“I am often a walking euphemism, but you know, I want to be a confidant and a lover and a relisher in my mistakes and a little crazy and a light spun out of control.
More than anything, I want to be elation on edge.”
-- My journal entry, 6 months ago
Where My Mama Raised Me:
Broomfield, CO
In those Rare Moments I Drag Myself Away from Marathons of Gilmore
Girls, I Sometimes Study:
International Studies (in reality, this
means I have been trained to have a very strong douche-like tendency to make
statements such as, “When I was traveling though *insert remote country here*,
I did *something narcissistic yada yada yada*, and I encourage everyone to
check me regularly) and Spanish (yes,
I have an embarrassing American accent and my R’s do not roll. Don’t give me
that look- it’s fine).
~
Since I have returned from Bolivia- and thus, from a state
of permanent spilling over (this goes for tears, my heart, belly over the tight
clasp of my jeans)- I have been terrified of writing. In Bolivia, writing was
my catharsis and my ecstasy. It was there for me as I lived feeling broken. I
have not been able to write since. Now, as I center myself at the keyboard,
swallowing all potential buzzing distractions at the base of my throat, I press
a key and a door in my heart seems to simultaneously creak open. It’s not a
positive creaking; every inch the door opens, my breath escalates as any and
all pain I had been deft enough at hiding spill through my fingers onto the
keyboard.
I’ve become truly adept at distracting myself these past 6
months. I have tumbled into the people in my life. I hung on their every word
and immersed myself into each of their unique chaoses so that I never sat still
long enough to open myself back up to the rawness of my abroad experience. I
tumbled into others and into daydreams, but not into writing. The keyboard keys
inspired that rawness, no room to hide from my creaking door.
Today, I will write for the first time. I hope to be brave
in the face of my new keyboard keys. Bravery, like many things in this crazy
and short life, is much easier said than done. To get me through this, I have
started to think of salted cucumbers.
Growing up, my mother always cooked what she liked to call
‘semi-homemade’ meals. For every natural ingredient, my mother stirred in equal
parts of something pre-made. I always liked the imperfectness of this. Our food
straddled many different worlds, the cans of Hormeal chili mixed right in with fresh cream cheese. My mother’s
staple, however, was a dash of salt on our slices of cucumber. I would bite
into every slice expecting that bitterness of salt. I never ate cucumbers any
other way.

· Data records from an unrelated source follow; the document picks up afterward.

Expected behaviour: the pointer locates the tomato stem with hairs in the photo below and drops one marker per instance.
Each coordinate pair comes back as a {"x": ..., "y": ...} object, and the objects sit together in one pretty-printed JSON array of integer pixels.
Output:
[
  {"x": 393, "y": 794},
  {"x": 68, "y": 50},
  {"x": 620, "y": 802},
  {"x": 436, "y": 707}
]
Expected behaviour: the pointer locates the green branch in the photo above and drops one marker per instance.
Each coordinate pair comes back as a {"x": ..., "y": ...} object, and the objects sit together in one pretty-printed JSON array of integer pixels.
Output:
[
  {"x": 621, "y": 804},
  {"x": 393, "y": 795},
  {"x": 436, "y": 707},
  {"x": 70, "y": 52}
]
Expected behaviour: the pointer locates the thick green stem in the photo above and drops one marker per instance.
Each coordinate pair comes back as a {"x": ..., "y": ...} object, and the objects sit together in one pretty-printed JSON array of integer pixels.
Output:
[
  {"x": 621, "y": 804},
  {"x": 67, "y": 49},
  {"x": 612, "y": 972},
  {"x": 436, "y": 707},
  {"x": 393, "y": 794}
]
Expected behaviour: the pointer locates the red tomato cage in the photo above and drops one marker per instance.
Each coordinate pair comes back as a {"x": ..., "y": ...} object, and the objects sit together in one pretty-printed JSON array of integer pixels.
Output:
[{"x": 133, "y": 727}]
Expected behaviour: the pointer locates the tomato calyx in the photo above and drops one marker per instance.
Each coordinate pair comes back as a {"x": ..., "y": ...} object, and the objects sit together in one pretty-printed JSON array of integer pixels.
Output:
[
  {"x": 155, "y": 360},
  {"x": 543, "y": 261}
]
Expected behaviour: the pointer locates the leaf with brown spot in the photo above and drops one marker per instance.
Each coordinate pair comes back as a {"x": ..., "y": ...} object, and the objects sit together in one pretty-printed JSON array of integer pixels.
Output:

When I threw a splash of salt on my cucumbers in Nelson dining hall
some years later, I was met with many disgusted looks from my peers: how could
I ever link salt and cucumbers together? How could those two parts of the world
ever collide and work together, miraculously so?
I sit at the faces of my new keyboard keys, stilling the
distractions around me. I face more than this keyboard- I see two parts of my
world. Just as I see my current self running around in a never ending state of
extrovertedness, I see the version of myself from Bolivia: raw, spilling over.
I don’t know how to reconcile these pieces of myself- to move on with
wholeness. So, I think of my mother’s salted cucumber slices because she
collided two worlds and made magic.
I press more keys, just trying to whip up some magic.
~
Here’s
to the Search of the Great Something:
Attached,
is a link to a post from my travel blog. It remains one of my greatest
reflections and hardest moments.

I've definitely had a harder time writing since I've been abroad as well. I filled up a solid 4 journals over the course of the year, and it's all evidence of an immense amount of growth that happened throughout the exchange. Being home from abroad is hard. I think part of the experience of studying abroad is that you're forced into discomfort so there's no other way to work it out than just write about it. Being back in these creature comforts is definitely a good thing, but things feel ragged at the edges, like I don't quite fit the way I used to. At this point, I think it means rebuilding is in order.